- Born: c. 1500 Locarno
- Died: between 12 January and 4 February 1579 Zurich
- Other names: Giovanni Muralto
- Occupation: Surgeon
- Spouse: Barbara Muralto

= Johannes Muralt =

16th-century surgeon in Zurich

Johannes Muralt (c. 1500 – between 12 January and 4 February 1579), also known as Giovanni Muralto, was a surgeon who became the first religious refugee to receive citizenship in Zurich. Originally from Locarno, he was a member of the Protestant community there before relocating to Zurich in 1555. He was the founder of the Zurich branch of the Muralt family.

== Life and career ==
A member of the Protestant community of Locarno, Muralt came to Zurich in 1555, where the city granted refuge to the surgeon and his family along with about a hundred co-religionists.

During the plague of 1564–1565, he treated the antistes Heinrich Bullinger alongside Conrad Gessner, the city physician. From 1566, he worked as a surgeon (Wundarzt) for the city of Zurich.
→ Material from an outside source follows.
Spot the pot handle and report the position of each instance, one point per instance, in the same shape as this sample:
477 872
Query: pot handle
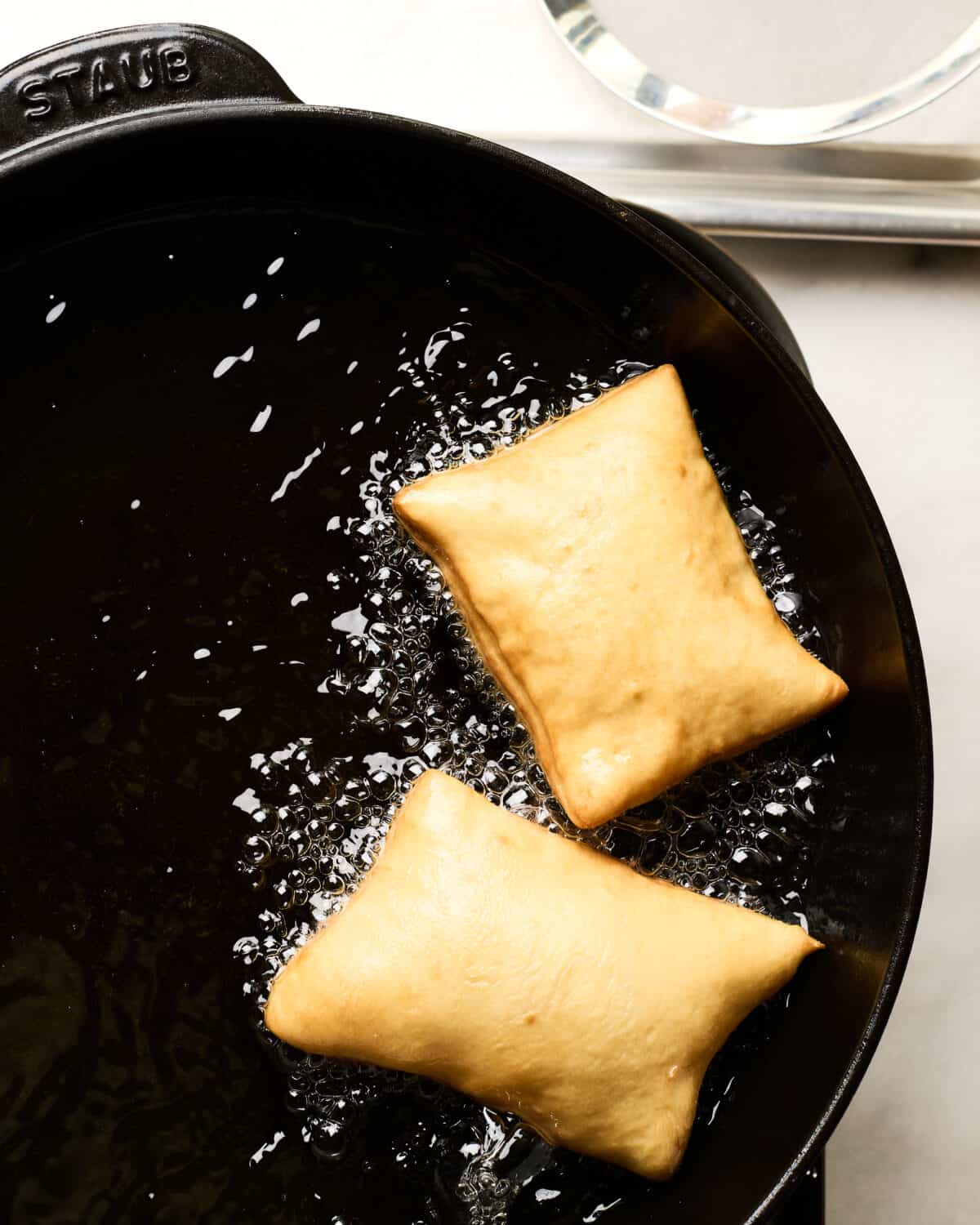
127 71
== Citizenship and social integration ==
As the first refugee for religious reasons to be received as a citizen of Zurich, Muralt succeeded in arranging marriages between his two sons and daughters of the Orelli and Bononia families. Through these connections, he opened the door to Zurich society and economy for other families from Locarno.

== See also ==

- Muralto family

== Bibliography ==

- Keller-Escher, Carl Caspar: "Die Einbürgerung der Familie von Muralt in Zürich und die Frage ihrer Regimentsfähigkeit", in: Archives héraldiques suisses, 25/1, 1911, pp. 9–14.
- Schulthess, Hans: Bilder aus der Vergangenheit der Familie von Muralt in Zürich, 1944.